Obi-Wan show to track Ewan McGregor's transformation into a sad desert hermit
The prequel trilogy of Star Wars films doesn’t end particularly well for our old pal, Obi-Wan Kenobi. Sure, he has the high ground and all, but at the end of the day, all the general really has to show for himself is a bisected apprentice, a couple of useless babies, and a whole bus load of dead younglings and friends. Is it any wonder he changes his name, quits his job, and spends the next 18 years holding his own personal Burning Man out in the deserts of Tatooine?
All of this is pretty perfectly laid out by the end of Revenge Of The Sith, which strongly implies that, having handed baby Luke Skywalker off to his blue milk-guzzling step-uncle, it was time for “Ben” to settle down, build a few bridges over the River Kwai, and then really steer into this whole “weird desert hermit” thing.
But apparently there’s a lot more to it than that: Ewan McGregor has confirmed this week that there was a lot more going on in Kenobi’s life in between Episodes III and IV than working out a proper treatment for Jawa Rash. McGregor has now formally confirmed that said period will be the stated focus of the six-episode Disney+ Obi-Wan show that was revealed at D23 earlier ths year. McGregor didn’t give out any major plot spoilers in his recent interview with Men’s Journal, but did confirm that the series will lay out what Obi-Wan got up to in the intervening years, as well as his mental state re: the whole “Raised the kid who murdered pretty much everybody” issue.

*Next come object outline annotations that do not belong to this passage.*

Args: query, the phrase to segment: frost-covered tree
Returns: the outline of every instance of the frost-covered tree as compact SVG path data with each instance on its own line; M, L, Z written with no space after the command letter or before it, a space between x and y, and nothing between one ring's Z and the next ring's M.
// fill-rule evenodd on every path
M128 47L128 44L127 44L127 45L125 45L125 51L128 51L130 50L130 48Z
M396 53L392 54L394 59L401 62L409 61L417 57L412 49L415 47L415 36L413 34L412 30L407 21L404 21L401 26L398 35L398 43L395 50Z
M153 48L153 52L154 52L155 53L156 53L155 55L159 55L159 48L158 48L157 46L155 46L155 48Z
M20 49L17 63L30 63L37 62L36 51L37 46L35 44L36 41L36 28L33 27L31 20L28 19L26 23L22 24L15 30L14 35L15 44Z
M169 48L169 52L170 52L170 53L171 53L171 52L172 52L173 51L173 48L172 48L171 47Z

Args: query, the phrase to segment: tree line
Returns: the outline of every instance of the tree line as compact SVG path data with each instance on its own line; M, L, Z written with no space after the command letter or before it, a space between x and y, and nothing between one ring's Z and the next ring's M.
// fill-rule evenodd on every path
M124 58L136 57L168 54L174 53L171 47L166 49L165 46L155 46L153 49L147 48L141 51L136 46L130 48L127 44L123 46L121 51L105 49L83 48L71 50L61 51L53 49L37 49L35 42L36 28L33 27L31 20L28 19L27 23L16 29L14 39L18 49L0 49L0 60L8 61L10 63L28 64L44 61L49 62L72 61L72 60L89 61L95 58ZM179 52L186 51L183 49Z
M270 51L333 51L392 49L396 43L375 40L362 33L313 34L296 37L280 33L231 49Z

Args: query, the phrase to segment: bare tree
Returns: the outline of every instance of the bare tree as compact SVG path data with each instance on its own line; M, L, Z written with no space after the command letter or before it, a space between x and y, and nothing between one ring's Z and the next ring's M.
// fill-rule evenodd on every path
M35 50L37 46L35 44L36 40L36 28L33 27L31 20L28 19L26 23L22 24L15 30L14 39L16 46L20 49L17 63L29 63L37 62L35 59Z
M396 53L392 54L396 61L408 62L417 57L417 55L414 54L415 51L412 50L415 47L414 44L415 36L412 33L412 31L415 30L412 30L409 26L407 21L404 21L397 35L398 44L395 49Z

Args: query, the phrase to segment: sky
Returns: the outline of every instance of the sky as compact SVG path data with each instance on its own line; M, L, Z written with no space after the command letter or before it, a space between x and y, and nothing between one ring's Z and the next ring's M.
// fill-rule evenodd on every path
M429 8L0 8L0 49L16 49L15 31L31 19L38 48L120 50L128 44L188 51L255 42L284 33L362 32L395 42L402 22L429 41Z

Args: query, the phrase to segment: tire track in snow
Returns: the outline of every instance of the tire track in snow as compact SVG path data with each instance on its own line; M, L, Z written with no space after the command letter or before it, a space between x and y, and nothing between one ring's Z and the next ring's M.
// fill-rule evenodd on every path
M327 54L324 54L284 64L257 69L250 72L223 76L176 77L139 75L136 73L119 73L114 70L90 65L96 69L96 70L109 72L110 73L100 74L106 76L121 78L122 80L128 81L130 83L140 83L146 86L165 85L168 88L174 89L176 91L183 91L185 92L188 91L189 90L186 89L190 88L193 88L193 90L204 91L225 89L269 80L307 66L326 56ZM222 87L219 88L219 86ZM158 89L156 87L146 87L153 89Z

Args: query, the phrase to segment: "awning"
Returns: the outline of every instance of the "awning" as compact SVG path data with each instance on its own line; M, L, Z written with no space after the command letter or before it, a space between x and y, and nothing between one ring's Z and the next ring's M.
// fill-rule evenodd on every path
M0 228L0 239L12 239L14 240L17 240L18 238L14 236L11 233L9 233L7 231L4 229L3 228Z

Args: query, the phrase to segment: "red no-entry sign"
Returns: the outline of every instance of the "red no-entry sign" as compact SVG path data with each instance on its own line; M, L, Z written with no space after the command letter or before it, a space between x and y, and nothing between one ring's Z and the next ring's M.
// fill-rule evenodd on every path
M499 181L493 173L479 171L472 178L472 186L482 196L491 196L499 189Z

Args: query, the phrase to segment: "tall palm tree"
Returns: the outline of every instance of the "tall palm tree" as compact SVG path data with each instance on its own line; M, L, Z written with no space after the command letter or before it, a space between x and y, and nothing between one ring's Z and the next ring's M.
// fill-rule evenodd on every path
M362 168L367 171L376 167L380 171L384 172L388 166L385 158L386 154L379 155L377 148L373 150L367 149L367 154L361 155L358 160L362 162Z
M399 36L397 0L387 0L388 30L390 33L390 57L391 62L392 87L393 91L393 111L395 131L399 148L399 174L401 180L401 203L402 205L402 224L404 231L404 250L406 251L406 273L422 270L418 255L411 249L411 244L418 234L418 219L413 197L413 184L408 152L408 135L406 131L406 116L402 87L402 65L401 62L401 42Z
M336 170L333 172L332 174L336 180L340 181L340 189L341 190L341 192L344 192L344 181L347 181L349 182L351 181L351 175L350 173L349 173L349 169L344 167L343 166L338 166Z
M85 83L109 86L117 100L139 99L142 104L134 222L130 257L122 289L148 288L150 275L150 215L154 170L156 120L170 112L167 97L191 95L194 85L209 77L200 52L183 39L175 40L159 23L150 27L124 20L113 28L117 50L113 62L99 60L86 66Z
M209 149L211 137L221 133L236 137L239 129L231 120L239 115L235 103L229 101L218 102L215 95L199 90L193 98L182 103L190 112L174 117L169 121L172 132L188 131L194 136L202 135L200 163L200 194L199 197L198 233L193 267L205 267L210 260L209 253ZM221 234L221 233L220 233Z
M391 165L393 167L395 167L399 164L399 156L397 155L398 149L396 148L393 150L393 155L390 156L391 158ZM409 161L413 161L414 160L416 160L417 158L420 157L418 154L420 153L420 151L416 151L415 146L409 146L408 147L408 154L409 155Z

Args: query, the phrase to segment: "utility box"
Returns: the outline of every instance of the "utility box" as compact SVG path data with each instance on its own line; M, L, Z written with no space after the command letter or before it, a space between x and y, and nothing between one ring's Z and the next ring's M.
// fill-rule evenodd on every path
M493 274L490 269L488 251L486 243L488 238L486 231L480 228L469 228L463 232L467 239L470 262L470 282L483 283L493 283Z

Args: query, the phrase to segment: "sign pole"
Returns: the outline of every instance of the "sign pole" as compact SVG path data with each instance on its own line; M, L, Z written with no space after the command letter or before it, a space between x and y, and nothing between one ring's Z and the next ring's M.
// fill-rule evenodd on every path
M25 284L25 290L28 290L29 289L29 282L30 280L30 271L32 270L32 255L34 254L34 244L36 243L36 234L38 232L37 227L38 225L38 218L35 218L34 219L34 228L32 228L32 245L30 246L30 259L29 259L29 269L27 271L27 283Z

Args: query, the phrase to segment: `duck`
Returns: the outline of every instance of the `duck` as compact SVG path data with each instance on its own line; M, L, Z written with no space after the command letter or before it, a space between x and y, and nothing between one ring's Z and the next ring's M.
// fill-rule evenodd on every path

McGregor also expressed his own personal relief about the project finally coming into the light; he’s apparently been working on this thing for the last four years, and has had to relentlessly lie about its existence and form across that time. Per Kathleen Kennedy, the show’s scripts are already written; it’ll begin filming next year, with an expected air date some time in 2021. “I want to get closer and closer to how Obi-Wan felt while Alec Guinness was playing him,” McGregor said in the interview. “I feel like I’m grayer and nearer him in age, so it’ll be easier to do that.”